Workings of the LSTM cell:
Let’s go through the mechanisms of these gates one-by-one.
The input gate decides what new information will be stored in the long-term memory. It only works with the information from the current input and the short-term memory from the previous time step. Therefore, it has to filter out the information from these variables that are not useful.
Input Gate computations:
Mathematically, this is achieved using 2 layers. The first layer can be seen as the filter which selects what information can pass through it and what information to be discarded. To create this layer, we pass the short-term memory and current input into a sigmoid function. The sigmoid function will transform the values to be between 0 and 1, with 0 indicating that part of the information is unimportant, whereas 1 indicates that the information will be used. This helps to decide the values to be kept and used, and also the values to be discarded.
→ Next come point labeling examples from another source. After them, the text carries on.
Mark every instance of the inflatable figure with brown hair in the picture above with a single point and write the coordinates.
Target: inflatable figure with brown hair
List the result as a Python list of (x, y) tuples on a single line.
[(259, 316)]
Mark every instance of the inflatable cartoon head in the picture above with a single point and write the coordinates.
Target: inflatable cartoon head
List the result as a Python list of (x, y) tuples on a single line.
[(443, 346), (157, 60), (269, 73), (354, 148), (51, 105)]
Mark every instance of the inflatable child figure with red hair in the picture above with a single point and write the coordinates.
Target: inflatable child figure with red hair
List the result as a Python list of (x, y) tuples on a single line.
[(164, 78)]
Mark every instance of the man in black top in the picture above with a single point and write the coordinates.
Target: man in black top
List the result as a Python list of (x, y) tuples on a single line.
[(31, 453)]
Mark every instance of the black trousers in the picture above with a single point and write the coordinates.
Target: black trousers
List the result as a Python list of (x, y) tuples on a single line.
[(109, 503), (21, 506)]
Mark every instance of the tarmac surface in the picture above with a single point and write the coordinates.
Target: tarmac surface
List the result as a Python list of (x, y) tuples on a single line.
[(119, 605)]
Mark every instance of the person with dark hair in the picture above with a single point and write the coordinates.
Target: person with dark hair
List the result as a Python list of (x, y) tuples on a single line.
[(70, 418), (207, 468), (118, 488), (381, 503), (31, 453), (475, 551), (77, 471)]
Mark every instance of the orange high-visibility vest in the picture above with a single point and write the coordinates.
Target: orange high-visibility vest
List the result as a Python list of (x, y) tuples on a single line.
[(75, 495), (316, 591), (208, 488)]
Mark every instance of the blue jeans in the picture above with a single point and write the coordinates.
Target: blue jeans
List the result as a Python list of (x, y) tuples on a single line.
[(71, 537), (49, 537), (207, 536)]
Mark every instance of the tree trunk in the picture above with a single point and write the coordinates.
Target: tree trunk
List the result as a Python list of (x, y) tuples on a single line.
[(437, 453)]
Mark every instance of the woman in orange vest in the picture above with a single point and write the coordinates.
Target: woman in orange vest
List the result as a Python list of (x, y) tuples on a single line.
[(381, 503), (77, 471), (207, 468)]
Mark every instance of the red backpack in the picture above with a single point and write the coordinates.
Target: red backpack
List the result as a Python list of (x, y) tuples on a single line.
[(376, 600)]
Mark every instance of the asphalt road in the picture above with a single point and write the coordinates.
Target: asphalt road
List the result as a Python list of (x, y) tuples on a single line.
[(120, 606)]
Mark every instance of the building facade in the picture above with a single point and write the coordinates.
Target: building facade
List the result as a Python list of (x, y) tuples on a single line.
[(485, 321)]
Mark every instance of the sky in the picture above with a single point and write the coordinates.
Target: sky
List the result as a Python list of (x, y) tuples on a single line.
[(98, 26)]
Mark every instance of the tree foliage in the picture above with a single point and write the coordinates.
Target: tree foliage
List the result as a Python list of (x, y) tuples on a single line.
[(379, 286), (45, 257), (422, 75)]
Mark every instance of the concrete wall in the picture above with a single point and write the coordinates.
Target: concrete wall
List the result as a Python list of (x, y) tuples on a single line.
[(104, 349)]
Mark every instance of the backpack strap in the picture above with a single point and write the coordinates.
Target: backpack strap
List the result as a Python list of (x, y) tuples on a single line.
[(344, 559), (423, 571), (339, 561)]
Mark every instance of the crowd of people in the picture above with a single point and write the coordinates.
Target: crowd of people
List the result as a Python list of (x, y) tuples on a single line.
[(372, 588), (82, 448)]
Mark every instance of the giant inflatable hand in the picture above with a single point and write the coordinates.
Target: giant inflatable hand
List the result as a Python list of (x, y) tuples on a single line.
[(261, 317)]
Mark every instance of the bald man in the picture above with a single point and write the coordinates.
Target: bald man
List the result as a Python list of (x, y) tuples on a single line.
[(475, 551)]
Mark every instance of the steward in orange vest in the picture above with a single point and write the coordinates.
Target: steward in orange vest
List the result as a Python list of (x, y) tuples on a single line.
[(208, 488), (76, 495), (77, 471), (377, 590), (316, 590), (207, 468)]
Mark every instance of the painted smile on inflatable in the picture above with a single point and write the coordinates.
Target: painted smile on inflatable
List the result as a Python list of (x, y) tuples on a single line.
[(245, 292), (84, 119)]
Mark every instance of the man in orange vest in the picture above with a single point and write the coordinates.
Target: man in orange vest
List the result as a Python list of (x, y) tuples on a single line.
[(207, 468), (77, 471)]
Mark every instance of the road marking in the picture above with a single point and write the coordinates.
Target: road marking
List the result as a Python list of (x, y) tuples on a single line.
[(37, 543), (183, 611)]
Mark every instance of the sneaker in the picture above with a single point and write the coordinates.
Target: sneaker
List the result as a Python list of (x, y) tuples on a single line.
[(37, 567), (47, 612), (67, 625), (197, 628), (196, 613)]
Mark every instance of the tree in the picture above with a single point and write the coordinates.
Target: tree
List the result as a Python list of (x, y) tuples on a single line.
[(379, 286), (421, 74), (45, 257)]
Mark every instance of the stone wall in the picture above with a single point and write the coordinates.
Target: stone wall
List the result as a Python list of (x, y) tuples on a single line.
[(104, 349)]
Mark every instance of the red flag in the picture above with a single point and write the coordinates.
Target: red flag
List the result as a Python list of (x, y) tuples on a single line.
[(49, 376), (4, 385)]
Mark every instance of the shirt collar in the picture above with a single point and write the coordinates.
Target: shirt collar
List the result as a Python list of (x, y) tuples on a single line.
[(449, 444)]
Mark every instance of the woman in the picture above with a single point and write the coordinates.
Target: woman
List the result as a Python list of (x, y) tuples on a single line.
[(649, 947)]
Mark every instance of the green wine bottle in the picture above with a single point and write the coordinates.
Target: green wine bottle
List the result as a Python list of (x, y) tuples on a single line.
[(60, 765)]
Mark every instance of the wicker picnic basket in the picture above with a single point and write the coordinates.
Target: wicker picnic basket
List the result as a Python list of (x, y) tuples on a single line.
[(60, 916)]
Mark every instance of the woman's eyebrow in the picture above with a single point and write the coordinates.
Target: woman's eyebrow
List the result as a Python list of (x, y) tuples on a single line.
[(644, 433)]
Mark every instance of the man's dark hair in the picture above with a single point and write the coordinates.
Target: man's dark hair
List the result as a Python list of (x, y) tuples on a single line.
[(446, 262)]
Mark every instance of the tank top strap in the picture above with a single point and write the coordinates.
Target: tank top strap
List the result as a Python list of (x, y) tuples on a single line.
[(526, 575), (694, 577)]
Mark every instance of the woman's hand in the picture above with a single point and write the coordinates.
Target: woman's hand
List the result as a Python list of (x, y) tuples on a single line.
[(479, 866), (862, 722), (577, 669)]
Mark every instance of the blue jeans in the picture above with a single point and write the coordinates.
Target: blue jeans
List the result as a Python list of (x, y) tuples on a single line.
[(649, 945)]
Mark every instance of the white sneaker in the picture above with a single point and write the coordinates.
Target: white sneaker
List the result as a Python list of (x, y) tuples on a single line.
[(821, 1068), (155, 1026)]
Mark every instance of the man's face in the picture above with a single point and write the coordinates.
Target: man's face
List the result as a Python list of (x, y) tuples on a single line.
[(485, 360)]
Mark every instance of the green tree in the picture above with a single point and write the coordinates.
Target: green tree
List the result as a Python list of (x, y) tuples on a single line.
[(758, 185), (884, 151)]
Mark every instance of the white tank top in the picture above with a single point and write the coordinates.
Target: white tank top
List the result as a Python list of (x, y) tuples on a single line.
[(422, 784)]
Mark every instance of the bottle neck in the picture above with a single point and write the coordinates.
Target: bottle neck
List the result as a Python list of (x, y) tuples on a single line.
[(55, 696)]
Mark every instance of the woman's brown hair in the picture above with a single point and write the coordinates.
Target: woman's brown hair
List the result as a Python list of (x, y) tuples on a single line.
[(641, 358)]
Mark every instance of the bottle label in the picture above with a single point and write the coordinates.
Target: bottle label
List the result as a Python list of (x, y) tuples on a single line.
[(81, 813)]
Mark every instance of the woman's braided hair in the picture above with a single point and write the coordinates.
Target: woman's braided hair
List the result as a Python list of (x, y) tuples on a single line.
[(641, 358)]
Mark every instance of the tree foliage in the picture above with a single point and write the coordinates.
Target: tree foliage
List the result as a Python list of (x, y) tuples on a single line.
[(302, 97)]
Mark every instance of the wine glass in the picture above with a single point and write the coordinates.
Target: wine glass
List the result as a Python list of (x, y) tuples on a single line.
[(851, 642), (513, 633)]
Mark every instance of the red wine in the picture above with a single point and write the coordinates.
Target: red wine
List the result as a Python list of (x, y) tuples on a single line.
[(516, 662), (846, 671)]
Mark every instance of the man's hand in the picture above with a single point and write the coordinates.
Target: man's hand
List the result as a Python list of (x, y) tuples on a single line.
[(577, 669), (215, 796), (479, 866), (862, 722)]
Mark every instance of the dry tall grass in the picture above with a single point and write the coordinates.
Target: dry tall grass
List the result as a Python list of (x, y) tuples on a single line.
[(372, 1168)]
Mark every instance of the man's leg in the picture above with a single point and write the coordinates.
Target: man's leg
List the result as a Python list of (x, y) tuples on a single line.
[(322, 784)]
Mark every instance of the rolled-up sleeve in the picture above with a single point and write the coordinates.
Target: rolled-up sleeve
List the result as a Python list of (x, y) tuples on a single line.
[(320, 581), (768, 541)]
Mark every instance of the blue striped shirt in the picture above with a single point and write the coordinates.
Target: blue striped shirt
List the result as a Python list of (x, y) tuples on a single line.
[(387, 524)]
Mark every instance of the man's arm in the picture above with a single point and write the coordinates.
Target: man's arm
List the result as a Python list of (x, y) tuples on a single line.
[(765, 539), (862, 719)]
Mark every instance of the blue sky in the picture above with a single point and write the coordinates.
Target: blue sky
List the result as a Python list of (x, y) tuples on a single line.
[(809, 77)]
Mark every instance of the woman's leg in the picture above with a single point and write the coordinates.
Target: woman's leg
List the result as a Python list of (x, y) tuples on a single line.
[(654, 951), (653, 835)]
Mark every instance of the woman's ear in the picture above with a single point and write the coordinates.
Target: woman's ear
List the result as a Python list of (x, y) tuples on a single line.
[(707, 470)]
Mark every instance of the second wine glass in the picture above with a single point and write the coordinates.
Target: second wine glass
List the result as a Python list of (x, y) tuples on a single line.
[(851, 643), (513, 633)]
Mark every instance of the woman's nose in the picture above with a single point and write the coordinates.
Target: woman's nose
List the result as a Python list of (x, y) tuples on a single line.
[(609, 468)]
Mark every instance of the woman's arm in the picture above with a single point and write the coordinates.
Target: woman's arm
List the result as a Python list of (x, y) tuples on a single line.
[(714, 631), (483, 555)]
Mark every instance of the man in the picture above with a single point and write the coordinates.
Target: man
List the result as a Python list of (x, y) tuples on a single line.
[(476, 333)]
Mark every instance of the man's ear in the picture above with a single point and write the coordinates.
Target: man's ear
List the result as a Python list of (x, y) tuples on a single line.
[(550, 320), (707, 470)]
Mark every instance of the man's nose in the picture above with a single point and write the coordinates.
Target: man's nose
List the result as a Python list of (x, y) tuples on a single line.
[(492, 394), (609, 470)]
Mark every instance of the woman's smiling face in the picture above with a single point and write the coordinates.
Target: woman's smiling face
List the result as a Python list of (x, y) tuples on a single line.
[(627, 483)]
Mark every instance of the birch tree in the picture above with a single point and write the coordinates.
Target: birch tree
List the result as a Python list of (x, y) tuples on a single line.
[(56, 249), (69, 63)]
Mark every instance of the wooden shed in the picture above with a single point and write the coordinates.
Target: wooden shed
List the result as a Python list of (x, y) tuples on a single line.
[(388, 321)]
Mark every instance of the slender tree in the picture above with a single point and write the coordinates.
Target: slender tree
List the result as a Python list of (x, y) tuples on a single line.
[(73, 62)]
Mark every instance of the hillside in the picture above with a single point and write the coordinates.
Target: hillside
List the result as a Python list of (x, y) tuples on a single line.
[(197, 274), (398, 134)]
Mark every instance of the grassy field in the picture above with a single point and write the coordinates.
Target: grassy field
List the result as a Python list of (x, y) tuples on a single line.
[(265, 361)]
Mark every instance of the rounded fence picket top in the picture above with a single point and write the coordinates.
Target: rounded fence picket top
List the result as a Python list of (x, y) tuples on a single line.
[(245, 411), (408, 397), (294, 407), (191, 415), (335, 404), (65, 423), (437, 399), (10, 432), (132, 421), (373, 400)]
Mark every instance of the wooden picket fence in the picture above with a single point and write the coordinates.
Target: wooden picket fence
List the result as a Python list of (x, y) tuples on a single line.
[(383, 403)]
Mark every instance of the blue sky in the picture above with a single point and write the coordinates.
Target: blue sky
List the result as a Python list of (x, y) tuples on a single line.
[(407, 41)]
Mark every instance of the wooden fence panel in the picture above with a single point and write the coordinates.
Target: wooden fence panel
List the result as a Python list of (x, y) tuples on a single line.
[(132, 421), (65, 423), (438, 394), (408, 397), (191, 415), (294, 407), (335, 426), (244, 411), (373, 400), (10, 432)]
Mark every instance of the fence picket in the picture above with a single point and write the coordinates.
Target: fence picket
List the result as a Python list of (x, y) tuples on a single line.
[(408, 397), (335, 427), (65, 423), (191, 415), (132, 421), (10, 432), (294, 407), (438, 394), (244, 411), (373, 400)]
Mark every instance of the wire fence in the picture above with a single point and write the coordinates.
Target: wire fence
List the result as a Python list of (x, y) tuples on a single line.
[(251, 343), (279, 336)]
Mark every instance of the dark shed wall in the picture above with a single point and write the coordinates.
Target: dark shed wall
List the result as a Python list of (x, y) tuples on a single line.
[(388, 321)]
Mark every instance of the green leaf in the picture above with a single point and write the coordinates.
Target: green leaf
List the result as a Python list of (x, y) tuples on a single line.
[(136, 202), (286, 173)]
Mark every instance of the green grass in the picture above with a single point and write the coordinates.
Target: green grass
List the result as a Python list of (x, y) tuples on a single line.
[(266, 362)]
As the layer is being trained through back-propagation, the weights in the sigmoid function will be updated such that it learns to only let the useful pass through while discarding the less critical features.
The second layer takes the short term memory and current input as well and passes it through an activation function, usually the $$tanh$$ function, to regulate the network.
The outputs from these 2 layers are then multiplied, and the final outcome represents the information to be kept in the long-term memory and used as the output.
The forget gate decides which information from the long-term memory should be kept or discarded. This is done by multiplying the incoming long-term memory by a forget vector generated by the current input and incoming short-term memory.
Just like the first layer in the Input gate, the forget vector is also a selective filterlayer. To obtain the forget vector, the short-term memory, and current input is passed through a sigmoid function, similar to the first layer in the Input Gate above, but with different weights. The vector will be made up of 0s and 1s and will be multiplied with the long-term memory to choose which parts of the long-term memory to retain.
The outputs from the Input gate and the Forget gate will undergo a pointwise addition to give a new version of the long-term memory, which will be passed on to the next cell. This new long-term memory will also be used in the final gate, the Output gate.
The output gate will take the current input, the previous short-term memory, and the newly computed long-term memory to produce the new short-term memory/hidden state which will be passed on to the cell in the next time step. The output of the current time step can also be drawn from this hidden state.
First, the previous short-term memory and current input will be passed into a sigmoid function (Yes, this is the 3rd time we’re doing this) with different weights yet again to create the third and final filter. Then, we put the new long-term memory through an activation $$tanh$$ function. The output from these 2 processes will be multiplied to produce the new short-term memory.
The short-term and long-term memory produced by these gates will then be carried over to the next cell for the process to be repeated. The output of each time step can be obtained from the short-term memory, also known as the hidden state.
That’s all there is to the mechanisms of the typical LSTM structure. Not all that tough, eh?